Grimacing, she did as bid, because he drew a loud, rattling breath—which would have been alarming had he been an ancient mortal—and began to speak in his native tongue. Covering her ears did not noticeably diminish the pain or the vibrations; even the surface of the water rippled at the force of his speech.

The water did ripple, yes. It didn’t change. It looked the same to Kaylin. “Do you see anything there?” she asked. The Arkon glared at her. But the water that lay across the surface of the altar—how, she didn’t know, because it didn’t seem to be lying
in
stone—was otherwise unresponsive.

“It appears,” he finally grudgingly said, “that the magical wards and protections currently in force in the inner sanctum of my Library are causing some interference.” He glanced at Sanabalis. The younger Dragon Lord shrugged.

“The Library is yours, Arkon. The risk is yours to take.”

The Arkon nodded, weighing his options. At last he said, “Lowering those wards and protections is not a risk I wish to take at this time. I will, however, try some of the less artificial invocations. Private, you may take your hands away from your ears now. I will not be speaking properly.”

The Arkon began to speak, and this time, Kaylin felt the hair on her neck rise. It wasn’t the usual prickling discomfort caused by magic. She recognized, in the richness of his voice and the breadth and depth of his syllables, each spoken with precision, focus and care, the language of the Old Ones.

She didn’t recognize the words he spoke—if he spoke more than one; she remembered Tara teaching her, by repetition and desperation, to repeat
one
rune that was over twenty syllables long. But…when Sanabalis had told his story, she had almost understood it. She started to say as much and then remembered the other thing that had happened.

She had seen the words, as he spoke them.

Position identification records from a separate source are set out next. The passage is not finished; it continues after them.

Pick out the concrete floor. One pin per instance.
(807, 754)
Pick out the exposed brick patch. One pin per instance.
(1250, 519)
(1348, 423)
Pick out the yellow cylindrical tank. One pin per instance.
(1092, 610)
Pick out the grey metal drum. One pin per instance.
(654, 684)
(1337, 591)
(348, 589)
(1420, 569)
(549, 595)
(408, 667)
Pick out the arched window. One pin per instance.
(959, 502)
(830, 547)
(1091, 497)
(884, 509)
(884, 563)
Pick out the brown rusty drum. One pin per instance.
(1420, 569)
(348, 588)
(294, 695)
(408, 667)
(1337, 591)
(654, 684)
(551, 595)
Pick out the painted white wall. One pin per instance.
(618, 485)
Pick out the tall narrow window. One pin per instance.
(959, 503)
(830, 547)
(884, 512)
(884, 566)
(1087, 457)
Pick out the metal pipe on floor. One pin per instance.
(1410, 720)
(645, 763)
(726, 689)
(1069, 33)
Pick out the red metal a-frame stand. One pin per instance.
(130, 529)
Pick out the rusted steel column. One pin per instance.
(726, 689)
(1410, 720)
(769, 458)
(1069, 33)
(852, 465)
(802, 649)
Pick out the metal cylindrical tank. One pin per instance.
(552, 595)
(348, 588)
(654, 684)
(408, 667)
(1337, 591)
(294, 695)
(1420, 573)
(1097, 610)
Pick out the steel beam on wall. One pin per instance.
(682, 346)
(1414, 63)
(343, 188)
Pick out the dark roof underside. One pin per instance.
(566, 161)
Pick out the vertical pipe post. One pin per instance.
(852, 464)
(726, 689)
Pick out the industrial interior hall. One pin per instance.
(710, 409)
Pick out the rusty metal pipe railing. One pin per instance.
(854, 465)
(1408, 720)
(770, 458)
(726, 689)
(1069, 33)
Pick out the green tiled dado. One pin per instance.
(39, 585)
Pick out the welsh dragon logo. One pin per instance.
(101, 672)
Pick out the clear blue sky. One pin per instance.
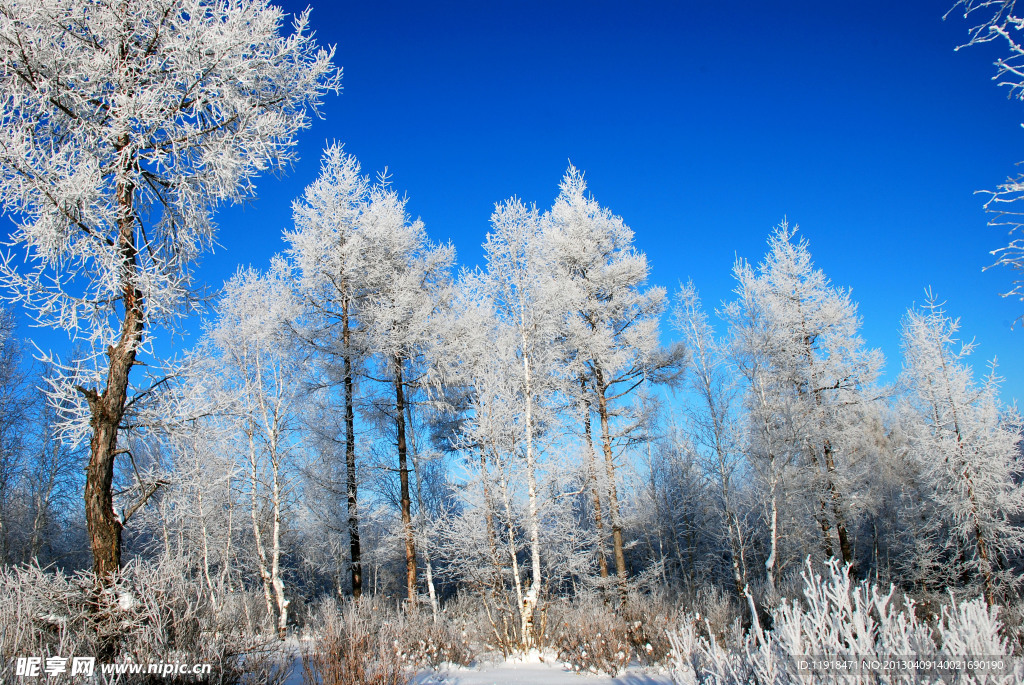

She saw the word that the Arkon spoke now, materializing in the air between them; it was, like the words on the altar’s side, a lambent, warm gold. It stood half the ancient Dragon’s height, from his waist to the peak of his head, and it floated as if it had no weight. “You’re speaking the Old Tongue,” she said, although it was obvious and Dragons hated that sort of thing.

“Indeed. The native enchantment upon the altar is ancient, and the words of invocation are therefore naturally in keeping with its creators. With some effort under normal conditions, the altar can be used in the regular fashion.”

Kaylin nodded, but most of her attention was caught and held by the floating sigil above her. When it began to move, she said, “Is it supposed to do that?”

“Do what?”

“Move.”

“We do not apprehend the words in the same way, Private, if you recall. I do not see the word as a concrete manifestation.”

She remembered. She’d had to
touch
them before they were visible to anyone else. “Do you want me to—”

“No. I would appreciate the chance to study your…interpretations…in more detail, but at a more appropriate time. The rune should descend into the water, in your paradigm of comprehension.”